Fine-Grained Controllable Apparel Showcase Image Generation via Garment-Centric Outpainting
Rong Zhang, Jingnan Wang, Zhiwen Zuo, Jianfeng Dong, Wei Li, Chi Wang, Weiwei Xu, Xun Wang
TL;DR
This work addresses the need for fine-grained controllable apparel showcase image generation that preserves garment details. It introduces garment-centric outpainting (GCO) built on latent diffusion models, comprising a garment-adaptive pose predictor and a garment-centric outpainting module with a lightweight feature fusion and a multi-scale appearance customization module (MS-ACM). MS-ACM enables both overall appearance control via Showcase BLIP and fine-grained facial control via Face BLIP, with prompts integrated through cross-attention in the diffusion model. Experiments on the VITON-HD dataset show that GCO outperforms state-of-the-art methods in realism and controllability, supported by extensive ablation studies and a user study. The approach offers a practical, data-efficient path for generating customizable apparel showcase imagery for e-commerce without the need for paired data or garment warping.
Abstract
In this paper, we propose a novel garment-centric outpainting (GCO) framework based on the latent diffusion model (LDM) for fine-grained controllable apparel showcase image generation. The proposed framework aims at customizing a fashion model wearing a given garment via text prompts and facial images.
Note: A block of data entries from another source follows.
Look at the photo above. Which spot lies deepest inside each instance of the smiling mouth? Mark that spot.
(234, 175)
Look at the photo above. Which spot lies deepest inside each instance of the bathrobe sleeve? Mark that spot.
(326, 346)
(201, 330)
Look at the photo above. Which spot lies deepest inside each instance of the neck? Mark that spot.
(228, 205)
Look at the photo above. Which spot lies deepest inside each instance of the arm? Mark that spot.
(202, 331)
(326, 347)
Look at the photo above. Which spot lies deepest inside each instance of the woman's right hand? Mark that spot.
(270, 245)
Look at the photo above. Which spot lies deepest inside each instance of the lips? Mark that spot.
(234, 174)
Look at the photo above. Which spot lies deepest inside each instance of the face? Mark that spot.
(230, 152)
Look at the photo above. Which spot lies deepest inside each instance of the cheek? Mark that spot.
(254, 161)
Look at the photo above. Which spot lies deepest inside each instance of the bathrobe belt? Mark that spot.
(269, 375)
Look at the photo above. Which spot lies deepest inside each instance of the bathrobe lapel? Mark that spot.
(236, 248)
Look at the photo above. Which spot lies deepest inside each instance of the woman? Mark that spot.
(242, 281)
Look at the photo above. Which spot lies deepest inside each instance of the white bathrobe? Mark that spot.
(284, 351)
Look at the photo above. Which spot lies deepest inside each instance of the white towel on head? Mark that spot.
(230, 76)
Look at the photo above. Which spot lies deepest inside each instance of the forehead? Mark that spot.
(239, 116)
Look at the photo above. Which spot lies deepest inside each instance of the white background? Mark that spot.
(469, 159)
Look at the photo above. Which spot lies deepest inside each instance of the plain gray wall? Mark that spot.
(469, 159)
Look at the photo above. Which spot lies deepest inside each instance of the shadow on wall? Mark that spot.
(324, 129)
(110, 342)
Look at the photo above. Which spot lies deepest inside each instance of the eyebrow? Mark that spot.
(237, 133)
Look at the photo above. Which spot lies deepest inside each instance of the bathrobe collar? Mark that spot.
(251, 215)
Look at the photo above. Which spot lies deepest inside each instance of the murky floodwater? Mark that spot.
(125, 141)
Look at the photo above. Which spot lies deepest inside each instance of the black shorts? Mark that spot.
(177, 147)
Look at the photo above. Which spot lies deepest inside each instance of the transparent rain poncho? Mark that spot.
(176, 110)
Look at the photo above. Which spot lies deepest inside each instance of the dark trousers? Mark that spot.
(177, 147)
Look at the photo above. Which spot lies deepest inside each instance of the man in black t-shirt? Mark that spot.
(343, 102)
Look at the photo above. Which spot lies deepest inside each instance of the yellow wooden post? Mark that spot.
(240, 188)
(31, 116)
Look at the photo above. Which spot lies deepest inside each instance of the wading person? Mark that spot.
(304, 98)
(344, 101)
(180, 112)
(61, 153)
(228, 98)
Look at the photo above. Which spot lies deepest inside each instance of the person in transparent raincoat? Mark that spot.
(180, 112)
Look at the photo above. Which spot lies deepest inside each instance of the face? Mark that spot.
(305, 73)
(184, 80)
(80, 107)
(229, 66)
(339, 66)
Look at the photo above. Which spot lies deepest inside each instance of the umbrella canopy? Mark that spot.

Different from existing methods, our framework takes a garment image segmented from a dressed mannequin or a person as the input, eliminating the need for learning cloth deformation and ensuring faithful preservation of garment details. The proposed framework consists of two stages. In the first stage, we introduce a garment-adaptive pose prediction model that generates diverse poses given the garment. Then, in the next stage, we generate apparel showcase images, conditioned on the garment and the predicted poses, along with specified text prompts and facial images. Notably, a multi-scale appearance customization module (MS-ACM) is designed to allow both overall and fine-grained text-based control over the generated model's appearance. Moreover, we leverage a lightweight feature fusion operation without introducing any extra encoders or modules to integrate multiple conditions, which is more efficient. Extensive experiments validate the superior performance of our framework compared to state-of-the-art methods.